There was another glimmer of good news for victims in June, when the U.S. Department of Justice issued a press release about the bankruptcy case. It said Grubbs agreed to forever waive his ability to discharge $47 million in unsecured debt through the bankruptcy case. The waiver does not equate to an admission of guilt, but means Grubbs still is legally on the hook for the debt.
The statement said the action came after an investigation by the agency's U.S. Trustee Program obtained personal and business records and examined Grubbs under oath. Transcripts of those examinations, which were not conducted in open court, have not been made public.
The Justice Department declined to confirm or deny an ongoing investigation.
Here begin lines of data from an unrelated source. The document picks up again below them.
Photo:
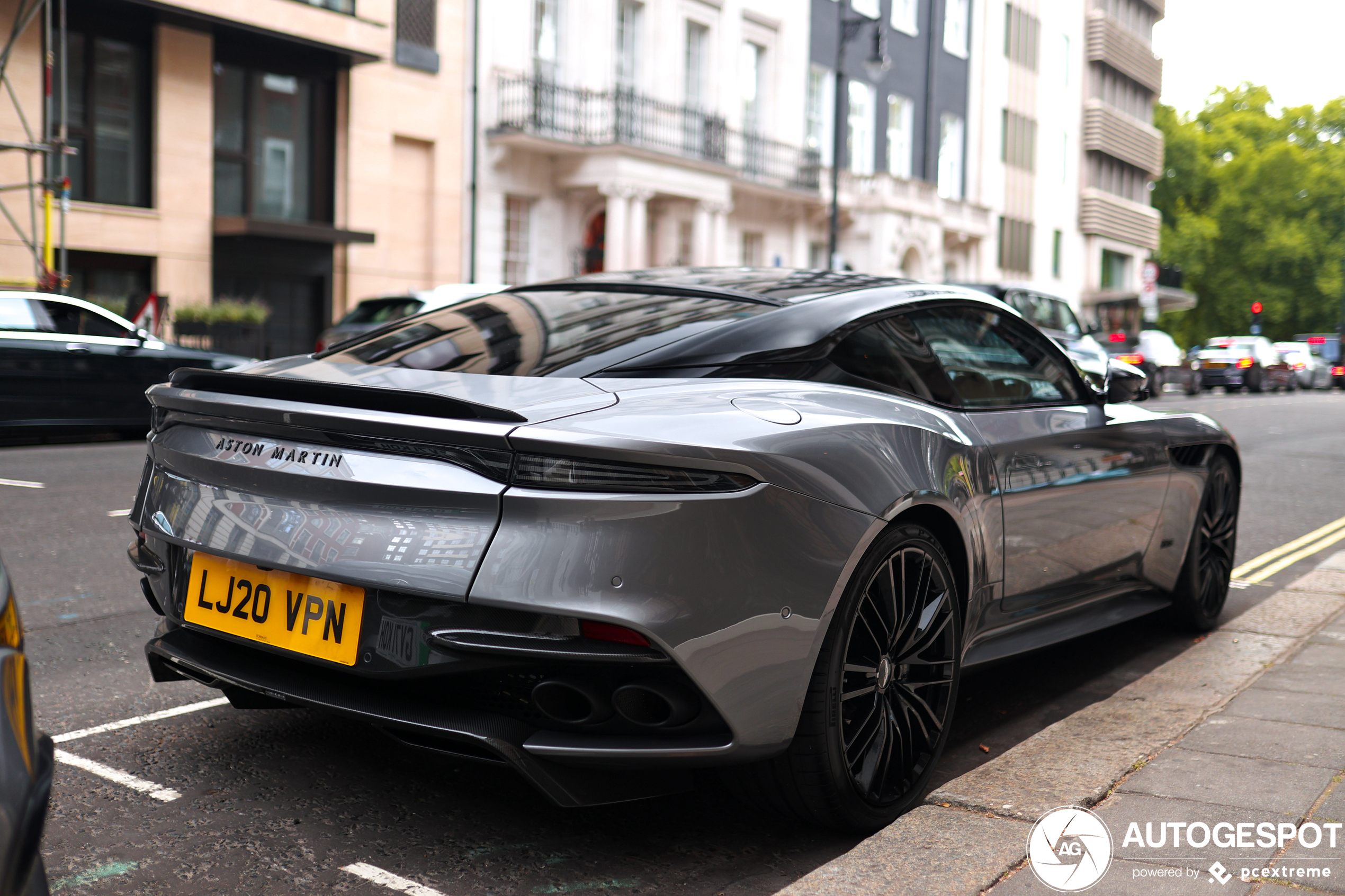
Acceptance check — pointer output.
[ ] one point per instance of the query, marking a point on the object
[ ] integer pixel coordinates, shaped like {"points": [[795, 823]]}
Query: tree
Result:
{"points": [[1254, 210]]}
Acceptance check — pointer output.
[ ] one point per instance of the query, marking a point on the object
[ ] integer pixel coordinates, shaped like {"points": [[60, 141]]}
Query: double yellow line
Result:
{"points": [[1288, 555]]}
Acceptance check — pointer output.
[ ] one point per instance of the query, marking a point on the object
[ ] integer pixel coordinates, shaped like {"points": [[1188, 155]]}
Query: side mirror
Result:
{"points": [[1125, 383]]}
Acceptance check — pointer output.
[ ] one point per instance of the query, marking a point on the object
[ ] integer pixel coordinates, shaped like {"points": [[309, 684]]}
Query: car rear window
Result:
{"points": [[382, 311], [544, 333]]}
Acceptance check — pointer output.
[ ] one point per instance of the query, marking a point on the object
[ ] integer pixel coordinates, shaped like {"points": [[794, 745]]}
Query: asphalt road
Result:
{"points": [[279, 801]]}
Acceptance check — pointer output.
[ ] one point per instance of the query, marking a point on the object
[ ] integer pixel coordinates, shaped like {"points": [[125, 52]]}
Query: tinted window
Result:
{"points": [[382, 311], [541, 333], [891, 352], [81, 321], [993, 360]]}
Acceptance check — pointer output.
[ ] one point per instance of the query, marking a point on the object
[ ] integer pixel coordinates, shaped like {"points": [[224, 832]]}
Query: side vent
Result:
{"points": [[1189, 455]]}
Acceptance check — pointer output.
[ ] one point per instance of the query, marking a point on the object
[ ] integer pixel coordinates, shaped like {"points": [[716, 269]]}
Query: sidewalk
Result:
{"points": [[1246, 727]]}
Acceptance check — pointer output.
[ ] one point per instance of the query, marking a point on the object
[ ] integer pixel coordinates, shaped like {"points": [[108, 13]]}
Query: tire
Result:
{"points": [[1203, 582], [826, 777]]}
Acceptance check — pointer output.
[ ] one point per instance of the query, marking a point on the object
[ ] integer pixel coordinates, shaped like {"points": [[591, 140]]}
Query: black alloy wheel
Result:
{"points": [[1203, 583], [880, 704]]}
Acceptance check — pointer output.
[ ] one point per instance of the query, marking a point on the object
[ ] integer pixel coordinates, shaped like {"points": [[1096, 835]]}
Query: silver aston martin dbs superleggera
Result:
{"points": [[616, 530]]}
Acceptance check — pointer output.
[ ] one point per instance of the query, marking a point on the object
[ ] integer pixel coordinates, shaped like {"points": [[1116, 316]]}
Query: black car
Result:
{"points": [[26, 757], [70, 367]]}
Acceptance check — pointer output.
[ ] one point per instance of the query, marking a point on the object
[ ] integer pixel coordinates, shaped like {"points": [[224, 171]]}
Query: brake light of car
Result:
{"points": [[588, 475], [608, 632]]}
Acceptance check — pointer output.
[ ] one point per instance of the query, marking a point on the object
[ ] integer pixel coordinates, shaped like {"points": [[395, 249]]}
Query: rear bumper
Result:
{"points": [[257, 679]]}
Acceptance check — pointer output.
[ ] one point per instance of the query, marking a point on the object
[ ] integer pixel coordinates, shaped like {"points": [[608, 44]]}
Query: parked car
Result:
{"points": [[1311, 370], [68, 367], [1244, 363], [615, 528], [26, 761], [381, 311], [1161, 360], [1052, 316]]}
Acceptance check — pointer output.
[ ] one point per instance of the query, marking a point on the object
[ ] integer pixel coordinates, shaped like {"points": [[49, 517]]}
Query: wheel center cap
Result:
{"points": [[884, 673]]}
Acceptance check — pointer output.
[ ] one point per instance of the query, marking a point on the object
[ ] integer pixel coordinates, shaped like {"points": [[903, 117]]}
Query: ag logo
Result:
{"points": [[1070, 849]]}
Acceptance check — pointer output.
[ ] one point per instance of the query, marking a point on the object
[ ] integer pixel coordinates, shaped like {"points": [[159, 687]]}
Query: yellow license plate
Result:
{"points": [[299, 613]]}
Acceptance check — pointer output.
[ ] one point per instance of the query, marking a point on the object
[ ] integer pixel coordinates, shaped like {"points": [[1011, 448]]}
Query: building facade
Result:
{"points": [[622, 135], [297, 153]]}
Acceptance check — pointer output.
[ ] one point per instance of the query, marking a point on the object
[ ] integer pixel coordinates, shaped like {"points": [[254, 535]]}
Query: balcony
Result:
{"points": [[624, 117], [1107, 215], [1124, 138], [1110, 43]]}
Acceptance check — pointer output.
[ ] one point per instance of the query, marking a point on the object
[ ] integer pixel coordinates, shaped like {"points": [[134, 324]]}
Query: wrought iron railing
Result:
{"points": [[623, 116]]}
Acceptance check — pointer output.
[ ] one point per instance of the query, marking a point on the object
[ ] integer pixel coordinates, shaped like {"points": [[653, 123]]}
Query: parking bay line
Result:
{"points": [[136, 720], [390, 880], [158, 792], [1286, 548]]}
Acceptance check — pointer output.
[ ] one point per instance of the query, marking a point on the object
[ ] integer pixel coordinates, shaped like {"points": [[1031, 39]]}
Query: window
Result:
{"points": [[818, 113], [1016, 245], [546, 39], [1019, 144], [1115, 270], [693, 65], [860, 133], [900, 129], [518, 220], [993, 360], [905, 16], [416, 35], [750, 84], [752, 249], [629, 19], [1023, 34], [950, 156], [957, 28], [108, 117], [265, 163]]}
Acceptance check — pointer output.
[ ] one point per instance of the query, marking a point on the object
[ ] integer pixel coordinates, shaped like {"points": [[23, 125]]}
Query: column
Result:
{"points": [[618, 226], [638, 230], [701, 236]]}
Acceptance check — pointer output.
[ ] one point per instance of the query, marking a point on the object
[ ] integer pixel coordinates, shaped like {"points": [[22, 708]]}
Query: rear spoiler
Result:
{"points": [[367, 398]]}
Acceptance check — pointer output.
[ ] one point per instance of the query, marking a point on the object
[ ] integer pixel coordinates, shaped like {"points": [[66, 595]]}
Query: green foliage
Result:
{"points": [[225, 311], [1254, 210]]}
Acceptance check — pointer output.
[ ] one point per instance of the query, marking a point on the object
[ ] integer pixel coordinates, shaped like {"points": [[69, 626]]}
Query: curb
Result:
{"points": [[974, 829]]}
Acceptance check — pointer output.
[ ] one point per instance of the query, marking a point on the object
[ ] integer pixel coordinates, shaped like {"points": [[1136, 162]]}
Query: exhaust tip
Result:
{"points": [[654, 704], [572, 703]]}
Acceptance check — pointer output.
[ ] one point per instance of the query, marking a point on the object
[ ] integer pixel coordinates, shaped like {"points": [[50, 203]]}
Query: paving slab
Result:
{"points": [[1231, 781], [1145, 810], [1278, 740], [1074, 762], [1270, 704], [1289, 613], [931, 850]]}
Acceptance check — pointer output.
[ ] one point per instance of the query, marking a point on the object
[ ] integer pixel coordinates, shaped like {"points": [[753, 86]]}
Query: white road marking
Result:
{"points": [[150, 788], [22, 484], [390, 880], [136, 720]]}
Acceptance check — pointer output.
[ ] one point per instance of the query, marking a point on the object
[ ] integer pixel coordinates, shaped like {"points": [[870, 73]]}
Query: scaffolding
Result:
{"points": [[48, 193]]}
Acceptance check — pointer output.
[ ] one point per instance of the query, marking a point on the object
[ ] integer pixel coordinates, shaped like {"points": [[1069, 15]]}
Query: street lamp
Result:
{"points": [[875, 66]]}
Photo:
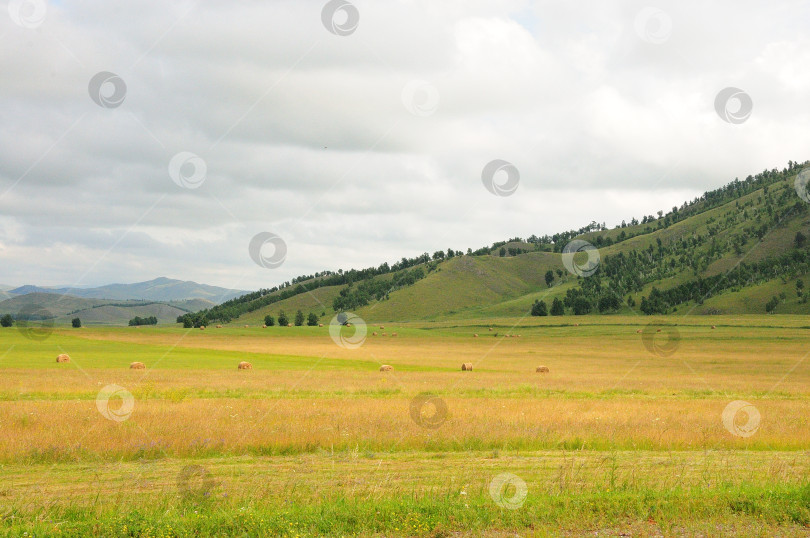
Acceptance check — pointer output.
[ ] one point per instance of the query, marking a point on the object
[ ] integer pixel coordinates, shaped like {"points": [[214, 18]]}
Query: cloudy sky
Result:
{"points": [[157, 138]]}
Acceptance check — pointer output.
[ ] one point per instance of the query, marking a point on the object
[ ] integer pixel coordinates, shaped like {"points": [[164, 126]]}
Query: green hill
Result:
{"points": [[743, 248]]}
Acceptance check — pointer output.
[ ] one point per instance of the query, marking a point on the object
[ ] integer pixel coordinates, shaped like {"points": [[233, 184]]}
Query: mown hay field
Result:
{"points": [[701, 427]]}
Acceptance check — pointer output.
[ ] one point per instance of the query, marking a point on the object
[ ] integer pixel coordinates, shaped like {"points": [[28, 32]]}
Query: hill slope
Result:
{"points": [[743, 248]]}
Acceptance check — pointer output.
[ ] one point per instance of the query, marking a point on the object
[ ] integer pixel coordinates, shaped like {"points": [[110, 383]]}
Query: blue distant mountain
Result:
{"points": [[159, 289]]}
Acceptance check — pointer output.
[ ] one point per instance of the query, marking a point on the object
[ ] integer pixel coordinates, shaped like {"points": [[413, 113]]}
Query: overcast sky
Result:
{"points": [[362, 143]]}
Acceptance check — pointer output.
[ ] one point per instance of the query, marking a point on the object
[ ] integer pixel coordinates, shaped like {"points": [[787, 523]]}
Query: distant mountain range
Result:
{"points": [[160, 289], [114, 304]]}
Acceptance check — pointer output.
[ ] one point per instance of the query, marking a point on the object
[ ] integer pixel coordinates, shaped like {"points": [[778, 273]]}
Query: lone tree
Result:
{"points": [[539, 308], [557, 307]]}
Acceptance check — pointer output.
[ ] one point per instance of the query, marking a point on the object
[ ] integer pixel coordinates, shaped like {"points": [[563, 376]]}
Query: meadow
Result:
{"points": [[631, 431]]}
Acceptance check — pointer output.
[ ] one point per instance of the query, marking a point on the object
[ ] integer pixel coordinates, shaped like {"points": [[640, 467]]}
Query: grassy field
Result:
{"points": [[631, 431]]}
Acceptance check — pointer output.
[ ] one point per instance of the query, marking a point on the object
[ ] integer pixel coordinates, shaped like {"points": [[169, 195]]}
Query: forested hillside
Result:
{"points": [[741, 248]]}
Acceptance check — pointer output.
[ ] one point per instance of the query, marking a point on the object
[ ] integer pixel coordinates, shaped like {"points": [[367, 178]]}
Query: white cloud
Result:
{"points": [[304, 133]]}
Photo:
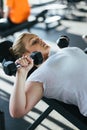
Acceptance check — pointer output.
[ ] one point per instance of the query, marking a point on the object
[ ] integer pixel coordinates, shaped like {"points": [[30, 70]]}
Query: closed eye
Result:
{"points": [[35, 42]]}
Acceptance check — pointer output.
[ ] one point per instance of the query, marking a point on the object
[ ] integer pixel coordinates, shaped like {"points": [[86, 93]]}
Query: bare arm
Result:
{"points": [[25, 95]]}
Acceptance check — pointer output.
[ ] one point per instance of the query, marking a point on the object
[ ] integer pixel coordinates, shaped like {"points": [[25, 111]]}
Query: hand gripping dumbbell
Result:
{"points": [[63, 41], [10, 67]]}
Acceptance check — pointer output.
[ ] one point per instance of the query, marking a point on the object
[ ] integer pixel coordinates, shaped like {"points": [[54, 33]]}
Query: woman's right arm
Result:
{"points": [[25, 95]]}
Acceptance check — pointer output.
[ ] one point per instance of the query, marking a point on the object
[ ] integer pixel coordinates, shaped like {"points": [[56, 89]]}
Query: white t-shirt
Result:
{"points": [[64, 77]]}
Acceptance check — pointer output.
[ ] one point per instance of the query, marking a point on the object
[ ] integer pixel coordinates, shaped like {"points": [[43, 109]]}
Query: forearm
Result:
{"points": [[18, 96]]}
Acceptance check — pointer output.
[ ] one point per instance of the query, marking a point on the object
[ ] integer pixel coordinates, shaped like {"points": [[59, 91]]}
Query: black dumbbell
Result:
{"points": [[10, 67], [63, 41]]}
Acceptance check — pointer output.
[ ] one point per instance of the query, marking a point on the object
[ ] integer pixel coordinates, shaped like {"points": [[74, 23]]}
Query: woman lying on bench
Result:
{"points": [[61, 76]]}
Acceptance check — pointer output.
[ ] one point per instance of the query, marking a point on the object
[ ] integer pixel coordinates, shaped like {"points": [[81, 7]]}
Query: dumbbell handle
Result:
{"points": [[10, 67]]}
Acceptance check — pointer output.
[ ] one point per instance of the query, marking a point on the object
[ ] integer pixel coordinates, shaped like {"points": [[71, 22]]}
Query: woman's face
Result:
{"points": [[34, 43]]}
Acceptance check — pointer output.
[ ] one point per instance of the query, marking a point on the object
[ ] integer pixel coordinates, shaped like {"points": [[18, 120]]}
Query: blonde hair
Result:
{"points": [[18, 48]]}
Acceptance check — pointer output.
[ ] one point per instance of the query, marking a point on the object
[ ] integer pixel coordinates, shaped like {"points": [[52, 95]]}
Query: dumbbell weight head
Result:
{"points": [[63, 41]]}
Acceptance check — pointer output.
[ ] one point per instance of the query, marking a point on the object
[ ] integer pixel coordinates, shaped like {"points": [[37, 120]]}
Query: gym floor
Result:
{"points": [[74, 29]]}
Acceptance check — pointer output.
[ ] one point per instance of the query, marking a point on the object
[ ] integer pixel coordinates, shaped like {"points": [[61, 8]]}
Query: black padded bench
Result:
{"points": [[70, 112]]}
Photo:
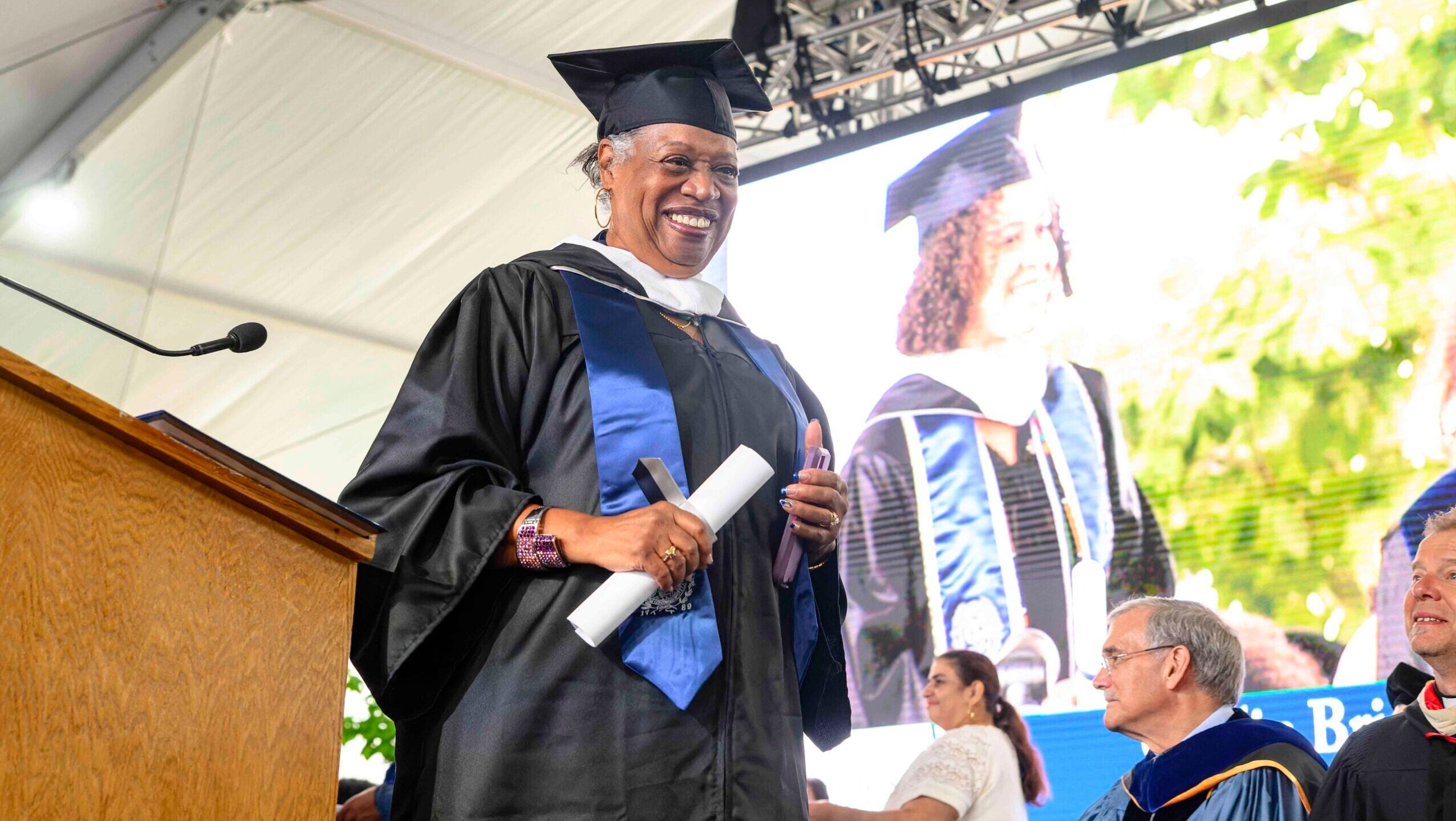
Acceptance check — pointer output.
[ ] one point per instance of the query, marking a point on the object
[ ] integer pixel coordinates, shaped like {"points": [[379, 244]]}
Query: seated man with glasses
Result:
{"points": [[1173, 673]]}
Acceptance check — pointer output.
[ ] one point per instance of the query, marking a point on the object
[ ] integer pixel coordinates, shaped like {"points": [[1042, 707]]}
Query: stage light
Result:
{"points": [[53, 212]]}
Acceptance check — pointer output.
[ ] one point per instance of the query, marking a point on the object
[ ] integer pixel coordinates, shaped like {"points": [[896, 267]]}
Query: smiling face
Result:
{"points": [[673, 197], [1017, 254], [1430, 604], [948, 702]]}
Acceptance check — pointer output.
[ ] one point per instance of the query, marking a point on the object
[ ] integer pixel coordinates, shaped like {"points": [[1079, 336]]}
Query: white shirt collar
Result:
{"points": [[1007, 385], [1215, 720], [685, 296]]}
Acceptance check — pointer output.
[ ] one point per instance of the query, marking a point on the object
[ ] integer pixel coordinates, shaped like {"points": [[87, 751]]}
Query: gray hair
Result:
{"points": [[623, 145], [1218, 657], [1439, 523]]}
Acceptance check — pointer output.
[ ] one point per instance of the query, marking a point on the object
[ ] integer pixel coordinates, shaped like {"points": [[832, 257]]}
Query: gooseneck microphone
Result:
{"points": [[246, 337]]}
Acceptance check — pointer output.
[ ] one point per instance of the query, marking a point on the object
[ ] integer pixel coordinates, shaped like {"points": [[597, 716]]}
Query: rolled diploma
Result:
{"points": [[715, 501]]}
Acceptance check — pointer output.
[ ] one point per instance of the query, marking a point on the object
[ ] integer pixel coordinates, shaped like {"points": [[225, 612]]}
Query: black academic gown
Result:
{"points": [[503, 712], [1384, 772], [889, 628]]}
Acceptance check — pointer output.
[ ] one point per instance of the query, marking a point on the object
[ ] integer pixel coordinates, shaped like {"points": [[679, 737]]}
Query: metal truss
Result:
{"points": [[858, 64]]}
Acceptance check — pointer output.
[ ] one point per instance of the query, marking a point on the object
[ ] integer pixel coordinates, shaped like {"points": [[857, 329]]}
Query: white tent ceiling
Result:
{"points": [[337, 171]]}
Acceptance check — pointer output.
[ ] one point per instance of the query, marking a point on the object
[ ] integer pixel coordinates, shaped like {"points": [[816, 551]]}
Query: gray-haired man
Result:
{"points": [[1173, 673]]}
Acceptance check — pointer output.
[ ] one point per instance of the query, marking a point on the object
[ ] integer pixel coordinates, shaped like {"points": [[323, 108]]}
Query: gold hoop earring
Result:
{"points": [[596, 209]]}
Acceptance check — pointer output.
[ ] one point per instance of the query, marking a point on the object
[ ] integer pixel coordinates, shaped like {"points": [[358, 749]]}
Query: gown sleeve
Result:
{"points": [[446, 481], [1257, 795], [1141, 562], [1341, 795], [889, 635], [825, 692]]}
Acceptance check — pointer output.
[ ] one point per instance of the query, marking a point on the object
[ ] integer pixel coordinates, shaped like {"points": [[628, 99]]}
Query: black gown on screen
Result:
{"points": [[503, 712]]}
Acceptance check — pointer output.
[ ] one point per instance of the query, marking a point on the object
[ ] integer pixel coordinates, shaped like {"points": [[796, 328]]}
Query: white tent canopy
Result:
{"points": [[337, 171]]}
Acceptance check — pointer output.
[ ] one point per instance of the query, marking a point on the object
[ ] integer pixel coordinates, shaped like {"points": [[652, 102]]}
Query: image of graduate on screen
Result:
{"points": [[992, 507]]}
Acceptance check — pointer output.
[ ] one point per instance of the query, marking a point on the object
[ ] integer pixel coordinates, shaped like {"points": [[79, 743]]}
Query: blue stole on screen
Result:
{"points": [[632, 417], [1196, 765], [967, 555]]}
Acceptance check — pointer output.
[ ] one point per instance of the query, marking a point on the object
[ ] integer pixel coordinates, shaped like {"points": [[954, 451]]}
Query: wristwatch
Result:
{"points": [[538, 551]]}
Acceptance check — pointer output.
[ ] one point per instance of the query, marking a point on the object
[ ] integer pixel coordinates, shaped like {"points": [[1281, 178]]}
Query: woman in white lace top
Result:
{"points": [[983, 767]]}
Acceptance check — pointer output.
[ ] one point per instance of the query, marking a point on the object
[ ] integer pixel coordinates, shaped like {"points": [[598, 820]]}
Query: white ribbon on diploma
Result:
{"points": [[736, 481]]}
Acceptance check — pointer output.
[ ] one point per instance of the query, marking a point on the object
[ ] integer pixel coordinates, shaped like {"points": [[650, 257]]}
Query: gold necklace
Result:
{"points": [[680, 327]]}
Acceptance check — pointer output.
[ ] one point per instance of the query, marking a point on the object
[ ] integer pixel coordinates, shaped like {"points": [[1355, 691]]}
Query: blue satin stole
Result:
{"points": [[632, 417], [1159, 779], [979, 598]]}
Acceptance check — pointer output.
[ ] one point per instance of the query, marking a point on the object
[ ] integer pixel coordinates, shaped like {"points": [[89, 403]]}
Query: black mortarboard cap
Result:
{"points": [[979, 161], [976, 162], [699, 83]]}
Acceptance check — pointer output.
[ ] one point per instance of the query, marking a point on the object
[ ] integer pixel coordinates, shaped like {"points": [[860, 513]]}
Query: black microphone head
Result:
{"points": [[248, 337]]}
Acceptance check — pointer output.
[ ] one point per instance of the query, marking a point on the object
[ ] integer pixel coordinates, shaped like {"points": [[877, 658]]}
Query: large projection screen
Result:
{"points": [[1186, 330]]}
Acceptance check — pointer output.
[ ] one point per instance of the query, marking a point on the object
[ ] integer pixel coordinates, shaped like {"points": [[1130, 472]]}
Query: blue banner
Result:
{"points": [[1084, 759]]}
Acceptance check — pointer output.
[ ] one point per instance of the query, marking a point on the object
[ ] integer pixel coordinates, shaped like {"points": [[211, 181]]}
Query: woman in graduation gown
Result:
{"points": [[992, 507], [542, 385]]}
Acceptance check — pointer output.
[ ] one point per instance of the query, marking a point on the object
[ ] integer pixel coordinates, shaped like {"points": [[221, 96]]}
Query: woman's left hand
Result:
{"points": [[820, 500]]}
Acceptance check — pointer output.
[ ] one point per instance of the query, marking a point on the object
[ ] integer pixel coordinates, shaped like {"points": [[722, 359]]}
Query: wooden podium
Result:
{"points": [[174, 637]]}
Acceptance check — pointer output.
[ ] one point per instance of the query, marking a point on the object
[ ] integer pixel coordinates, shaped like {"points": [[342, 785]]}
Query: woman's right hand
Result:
{"points": [[635, 540]]}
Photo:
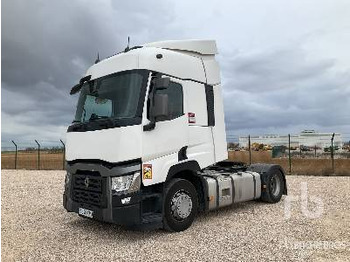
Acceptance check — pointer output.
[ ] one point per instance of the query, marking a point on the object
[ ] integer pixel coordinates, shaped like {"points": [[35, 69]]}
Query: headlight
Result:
{"points": [[126, 184]]}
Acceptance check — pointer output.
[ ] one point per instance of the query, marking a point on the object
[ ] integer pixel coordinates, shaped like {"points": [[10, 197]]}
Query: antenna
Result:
{"points": [[128, 46], [98, 58]]}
In the meantime, Grubbs assets have been sold off as part of the bankruptcy case to raise money to repay creditors. Roughly $1.2 million was raised from the sale of real estate and pickleball assets, according to court documents.
Grubbs' agreement with the trustee left open a door for creditors to pursue payment through other legal means even after the bankruptcy case is closed.
That's not good enough to investors who feel victimized by Grubbs.
Teri Siewert of Florida pressured Grubbs to repay her before the bankruptcy case and led the charge to stop him from seeking new investors. Siewert also is part of the original group of investors who successfully forced Grubbs into bankruptcy.
Now, she is focusing on finding alternative options to hold him accountable, such as asking Case Western Reserve Law School in Cleveland to provide pro bono legal help to elderly people allegedly defrauded by Grubbs. Siewert said she started exploring options after learning from her attorney, Matt Foster, that the U.S. Attorney is not likely not charge Grubbs with any federal crime.
Foster could not be reached for comment. Meanwhile, Wayne Greeson, an attorney who also loaned Grubbs money and is representing several other claimants, said he has not received an update on the federal investigation and is unsure about its status.
Siewert fears the waiver was a back door that permitted Grubbs to escape criminal prosecution.
"How is that even remotely in the public's interest? The victims are left with no faith in the justice system," she said via text message to IndyStar. "Seems all that matters is money. Since there's no money to be had — justice is denied the victim. No restitution is possible since no criminal charges were adjudicated. Travesty."
While hundreds of creditors wait for repayment, the bankruptcy trustee assigned to oversee case has reached a settlement agreement with Grubbs' sons and their wives.
The family members had sought to recoup more than $1.2 million they claimed Grubbs owed them and joined the bankruptcy cases as creditors. Zack and Amy Grubbs filed a claim totaling $964,706. Josh and Abby Grubbs filed a claim nearly $250,000.
Trustee Joanne Friedmeyer objected to the claims. According to a filing submitted by Friedmeyer, Grubbs paid his sons and daughter-in-laws a salary and reimbursements in exchange for their work marketing and selling Pickleball Rocks products.
"Based on records obtained from FCN Bank via subpoena," she wrote, "it appears that the transfers were made in the ordinary course of business ... and in exchange for reasonably equivalent value in the form of the labor of claimants."
Grubbs sons and their wives signed the agreement without admitting or denying any responsibility for liability, but with the understanding they would file no other claims against the estate.
James O'Connor, the Fort Wayne attorney who represents the sons and their wives, declined to comment on why they entered into the agreement with the trustee. He called the matter a sensitive issue wrapped in a sad family dynamic.
"It's just no one else's business," O'Connor said.